Sunday, September 7, 2008

an open letter to my lover

who is not my lover. a letter of the deepest regret.

Yes, I feel this way. Yes, I have felt this way before. And I feel it AGAIN. and it is what it is.

It is this time, with this YOU. I am walking in the forest and I see my life before me empty of YOU. Tears come because I cannot...the pain of the emptiness, of this void, is the worst emotional pain I have experienced.

Realism...the practical reality is that nothing worked. there was harmony, but followed so closely by disharmony and dissatisfaction I am embarrassed...I have so much regret for these negative states of mind which I allowed to be expressed to you. Thinking you would see through me, love me through me no matter how I appeared. Because that's how I feel about you. I loved you before we met. To me it was an obvious and easy coming together in which we would deal with whatever challenges for the mutual benefit of our own growth and Love.

was I so wrong?
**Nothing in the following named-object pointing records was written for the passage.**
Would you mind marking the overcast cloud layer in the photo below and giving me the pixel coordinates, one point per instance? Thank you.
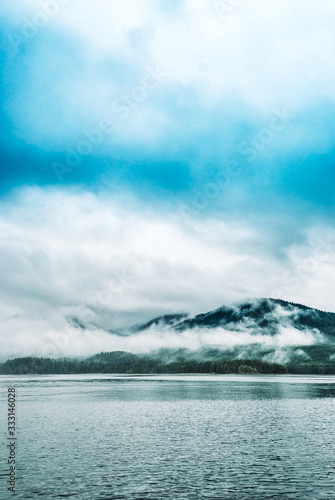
(161, 157)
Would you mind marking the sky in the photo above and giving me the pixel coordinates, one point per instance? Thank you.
(162, 156)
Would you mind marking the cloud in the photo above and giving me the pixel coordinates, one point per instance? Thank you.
(108, 264)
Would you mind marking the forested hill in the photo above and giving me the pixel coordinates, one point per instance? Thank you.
(127, 363)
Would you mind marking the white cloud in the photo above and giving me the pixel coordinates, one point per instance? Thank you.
(259, 56)
(77, 255)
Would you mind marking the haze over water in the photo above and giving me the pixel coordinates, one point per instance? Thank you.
(173, 437)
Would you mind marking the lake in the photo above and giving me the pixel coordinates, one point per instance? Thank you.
(171, 437)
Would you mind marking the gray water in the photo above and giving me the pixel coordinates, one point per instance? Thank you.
(172, 437)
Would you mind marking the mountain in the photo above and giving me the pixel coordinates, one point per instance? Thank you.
(266, 335)
(262, 315)
(273, 330)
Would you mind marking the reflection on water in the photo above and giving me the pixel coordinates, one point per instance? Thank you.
(174, 437)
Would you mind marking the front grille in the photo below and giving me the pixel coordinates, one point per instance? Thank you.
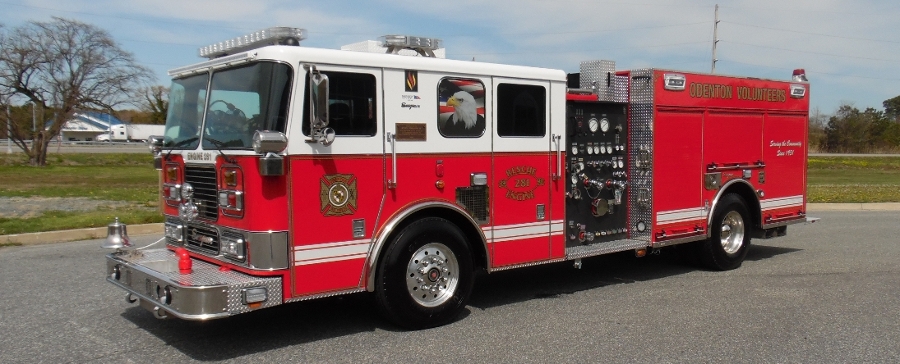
(203, 179)
(203, 238)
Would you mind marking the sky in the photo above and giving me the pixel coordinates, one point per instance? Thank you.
(850, 49)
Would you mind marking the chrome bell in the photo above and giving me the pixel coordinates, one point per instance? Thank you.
(116, 236)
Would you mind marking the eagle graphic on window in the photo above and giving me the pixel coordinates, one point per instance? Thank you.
(461, 109)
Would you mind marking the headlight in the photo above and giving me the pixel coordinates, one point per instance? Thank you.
(233, 247)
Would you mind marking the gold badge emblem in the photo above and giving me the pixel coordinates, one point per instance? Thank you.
(337, 193)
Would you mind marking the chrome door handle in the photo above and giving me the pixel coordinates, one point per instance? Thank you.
(392, 138)
(556, 139)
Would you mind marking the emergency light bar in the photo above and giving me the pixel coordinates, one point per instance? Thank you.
(422, 45)
(260, 38)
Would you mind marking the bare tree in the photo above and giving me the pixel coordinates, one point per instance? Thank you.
(156, 103)
(63, 66)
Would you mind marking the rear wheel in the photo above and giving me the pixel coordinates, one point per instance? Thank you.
(425, 276)
(729, 238)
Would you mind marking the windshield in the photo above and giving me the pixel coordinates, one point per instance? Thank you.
(239, 101)
(243, 100)
(186, 100)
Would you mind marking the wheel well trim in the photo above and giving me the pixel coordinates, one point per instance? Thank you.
(388, 228)
(729, 187)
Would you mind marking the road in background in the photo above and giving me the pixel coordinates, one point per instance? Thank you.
(827, 292)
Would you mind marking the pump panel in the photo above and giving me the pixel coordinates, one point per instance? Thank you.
(596, 173)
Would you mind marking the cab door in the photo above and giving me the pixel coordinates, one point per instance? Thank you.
(521, 181)
(337, 190)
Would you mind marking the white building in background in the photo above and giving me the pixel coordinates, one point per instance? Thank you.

That the rules are not what I thought they were. It matters. It matters. It matters what I said, how I looked, how I treated you, as those things all mattered very much to me. Oh god. I would try forever.

If it is the best...if this is the best you can be for me because it is the best for you...then I can only hope to meet you in the land of self realization. I don't know. Painfully I do not know. If only I knew how to be that you might love me...

Almost all of my closest advisors say this is holding on, they warned me from continuing with you from the beginning. They scared me from opening myself to me as they called you names and warned me that if we did get involved I would probably freak out and it would then be so hard to get away. How could I fear such a thing with a man as like the air as you?

I don't know about my advisers. How I prayed pray pray to know myself. That someone would know me. How can anyone know me before I know myself? and how can I know who I am as I judge and evaluate every little thing?

God please it hurts. It hurts and there are beautiful trees and the forest and the birds singing all around. And the river rushing, and the people there smiling with their family and it just keeps on hurting. The pain is like a cross, and the problem is that I believed the others that I would be better off free of the cross altogether. But I don't know...how can this be? God may I offer all of my ignorance, as vast as it is, to you? Would you accept it, from such a low life as I am?

Yes, freedom from the cross must be the goal. The spiritual goal mirrors the life goal...more space, more freedom of choice...God oh God how could that fall apart? How could it just...fall apart...

A friend said she spent five years trying to get someone who didn't want her to want her. How painful...she said all her relationships, no matter what she did, would just fall apart in her hands. So it may pass. I consoled myself remembering that all this too will pass. I can let go the pain of the attachment to a man. Music consoles me. the thought of his happiness consoles me.

and it is all a crazy reflection. Happiness is important. It does matter. I love you.